AL CINE CON PAN Y CHOCOLATE

El acomodador del cine Galileo tenía buena puntería y mejor memoria. Su linterna nos dejaba a mis hermanos y a mí a los pies de los caballos, todo sea dicho con el debido respeto a mi madre, que iba angustiada en busca de sus tres hijos mayores y, con buen criterio, comprobaba si seguíamos en el cine, a donde habíamos ido varias horas antes. Aquel día echaban un programa doble, como ocurría en casi todos los cines del barrio.

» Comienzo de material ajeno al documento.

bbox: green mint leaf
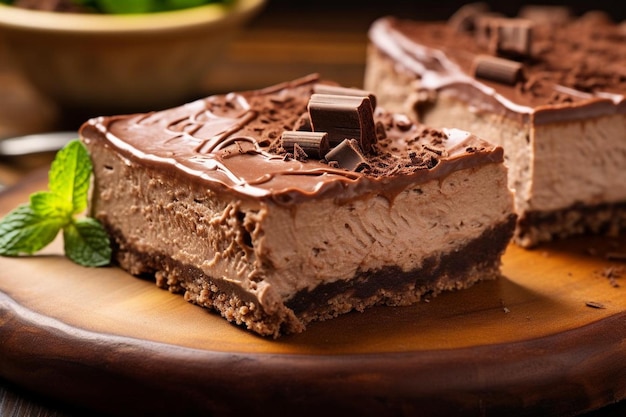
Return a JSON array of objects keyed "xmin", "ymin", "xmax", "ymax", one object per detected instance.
[
  {"xmin": 63, "ymin": 217, "xmax": 111, "ymax": 267},
  {"xmin": 0, "ymin": 204, "xmax": 64, "ymax": 256},
  {"xmin": 30, "ymin": 191, "xmax": 72, "ymax": 219},
  {"xmin": 0, "ymin": 139, "xmax": 112, "ymax": 266},
  {"xmin": 48, "ymin": 139, "xmax": 93, "ymax": 214},
  {"xmin": 98, "ymin": 0, "xmax": 156, "ymax": 14}
]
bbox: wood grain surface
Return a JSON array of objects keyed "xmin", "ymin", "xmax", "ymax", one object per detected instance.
[{"xmin": 0, "ymin": 172, "xmax": 626, "ymax": 416}]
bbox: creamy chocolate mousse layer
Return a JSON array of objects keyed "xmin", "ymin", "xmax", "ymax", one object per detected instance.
[
  {"xmin": 81, "ymin": 75, "xmax": 515, "ymax": 337},
  {"xmin": 365, "ymin": 4, "xmax": 626, "ymax": 247}
]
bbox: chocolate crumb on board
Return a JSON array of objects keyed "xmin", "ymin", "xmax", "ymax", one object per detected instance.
[
  {"xmin": 606, "ymin": 252, "xmax": 626, "ymax": 262},
  {"xmin": 599, "ymin": 266, "xmax": 625, "ymax": 288},
  {"xmin": 585, "ymin": 301, "xmax": 606, "ymax": 309}
]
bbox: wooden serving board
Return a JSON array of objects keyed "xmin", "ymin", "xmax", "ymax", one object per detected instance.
[{"xmin": 0, "ymin": 170, "xmax": 626, "ymax": 416}]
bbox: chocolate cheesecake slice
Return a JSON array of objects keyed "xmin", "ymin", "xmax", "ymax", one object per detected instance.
[
  {"xmin": 80, "ymin": 74, "xmax": 516, "ymax": 338},
  {"xmin": 365, "ymin": 3, "xmax": 626, "ymax": 247}
]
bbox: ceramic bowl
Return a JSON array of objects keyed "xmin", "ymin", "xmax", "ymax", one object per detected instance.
[{"xmin": 0, "ymin": 0, "xmax": 266, "ymax": 113}]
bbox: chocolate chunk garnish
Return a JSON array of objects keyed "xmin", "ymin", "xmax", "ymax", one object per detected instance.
[
  {"xmin": 476, "ymin": 17, "xmax": 532, "ymax": 57},
  {"xmin": 448, "ymin": 2, "xmax": 489, "ymax": 33},
  {"xmin": 293, "ymin": 113, "xmax": 313, "ymax": 132},
  {"xmin": 494, "ymin": 19, "xmax": 532, "ymax": 57},
  {"xmin": 308, "ymin": 94, "xmax": 376, "ymax": 153},
  {"xmin": 326, "ymin": 139, "xmax": 369, "ymax": 171},
  {"xmin": 313, "ymin": 84, "xmax": 376, "ymax": 110},
  {"xmin": 281, "ymin": 131, "xmax": 330, "ymax": 159},
  {"xmin": 474, "ymin": 55, "xmax": 522, "ymax": 85}
]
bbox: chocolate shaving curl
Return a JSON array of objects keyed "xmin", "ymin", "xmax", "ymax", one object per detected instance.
[
  {"xmin": 326, "ymin": 139, "xmax": 369, "ymax": 172},
  {"xmin": 281, "ymin": 131, "xmax": 330, "ymax": 159},
  {"xmin": 473, "ymin": 55, "xmax": 522, "ymax": 85},
  {"xmin": 313, "ymin": 84, "xmax": 377, "ymax": 110},
  {"xmin": 308, "ymin": 93, "xmax": 376, "ymax": 153}
]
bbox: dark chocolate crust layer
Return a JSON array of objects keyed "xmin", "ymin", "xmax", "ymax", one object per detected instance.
[{"xmin": 105, "ymin": 214, "xmax": 516, "ymax": 336}]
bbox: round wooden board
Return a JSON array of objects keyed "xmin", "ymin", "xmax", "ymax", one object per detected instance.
[{"xmin": 0, "ymin": 173, "xmax": 626, "ymax": 416}]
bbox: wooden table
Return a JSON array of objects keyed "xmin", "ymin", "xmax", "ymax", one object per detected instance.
[{"xmin": 0, "ymin": 1, "xmax": 626, "ymax": 417}]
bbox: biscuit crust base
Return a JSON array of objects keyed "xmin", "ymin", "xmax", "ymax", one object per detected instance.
[{"xmin": 105, "ymin": 215, "xmax": 516, "ymax": 338}]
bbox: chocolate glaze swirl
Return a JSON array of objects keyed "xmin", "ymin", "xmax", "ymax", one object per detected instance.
[{"xmin": 80, "ymin": 74, "xmax": 503, "ymax": 204}]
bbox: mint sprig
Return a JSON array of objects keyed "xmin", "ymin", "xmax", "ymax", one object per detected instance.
[{"xmin": 0, "ymin": 139, "xmax": 111, "ymax": 267}]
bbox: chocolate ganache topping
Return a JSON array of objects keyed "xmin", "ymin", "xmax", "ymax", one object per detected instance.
[
  {"xmin": 369, "ymin": 3, "xmax": 626, "ymax": 123},
  {"xmin": 81, "ymin": 74, "xmax": 503, "ymax": 204}
]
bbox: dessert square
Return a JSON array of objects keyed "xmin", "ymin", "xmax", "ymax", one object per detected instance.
[
  {"xmin": 80, "ymin": 74, "xmax": 516, "ymax": 338},
  {"xmin": 364, "ymin": 3, "xmax": 626, "ymax": 247}
]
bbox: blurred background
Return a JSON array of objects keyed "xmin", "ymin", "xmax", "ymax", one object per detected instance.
[{"xmin": 0, "ymin": 0, "xmax": 626, "ymax": 138}]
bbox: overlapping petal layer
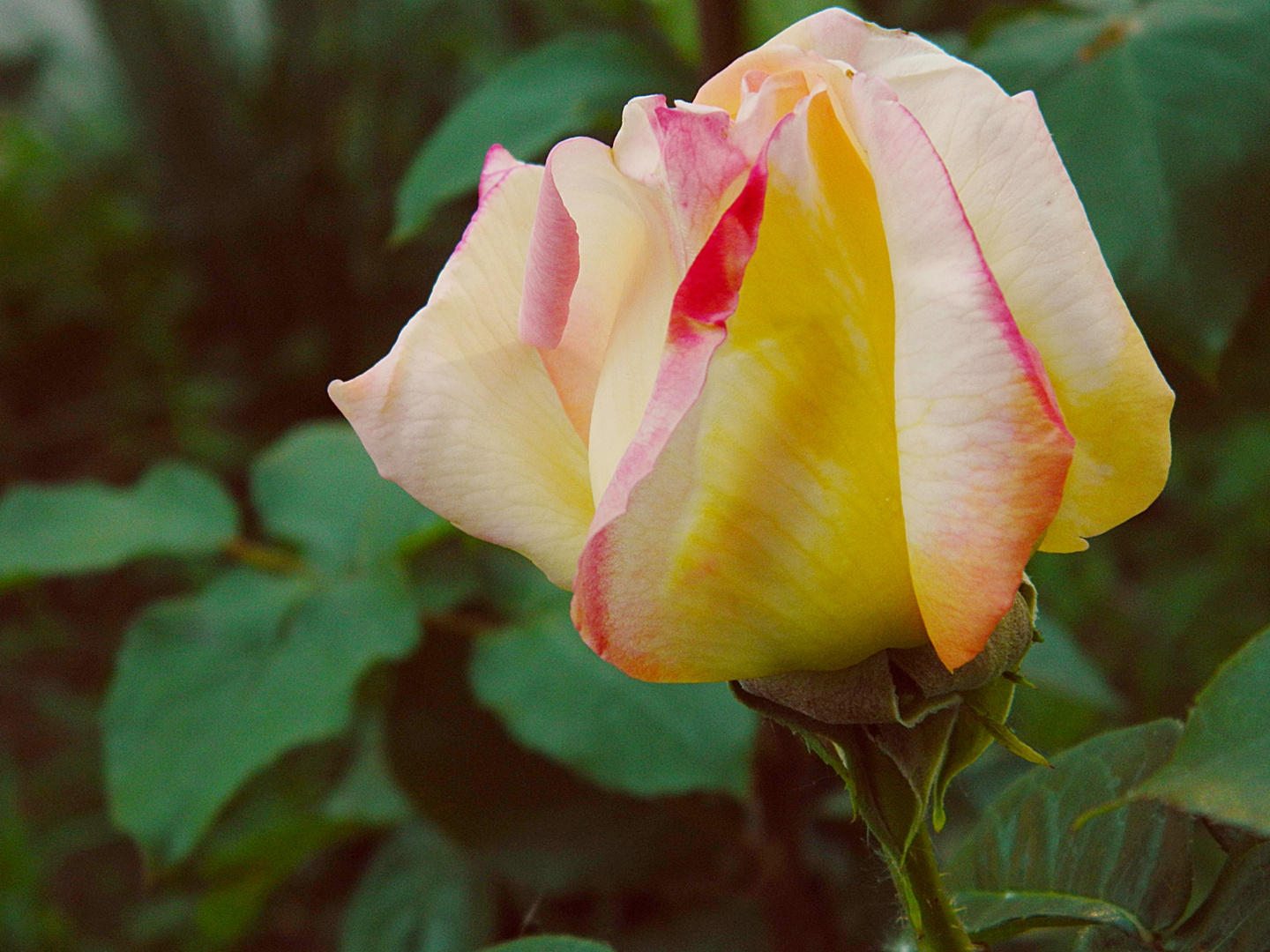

Una de las películas que tocaba ese sábado era Fort Apache, y cuando mi madre nos encontró con ayuda del acomodador, uno de los típicos sargentos que aparecen en las de las cintas de Ford decía:

—¡Ojalá me cortaran este dedo!

Y ya no pudimos seguir viendo la película. Los programas dobles en sesión continua tenían sus limitaciones y mis hermanos y yo habíamos abusado del poco dinero que cobraban por una sesión de cine que habíamos convertido en cuádruple.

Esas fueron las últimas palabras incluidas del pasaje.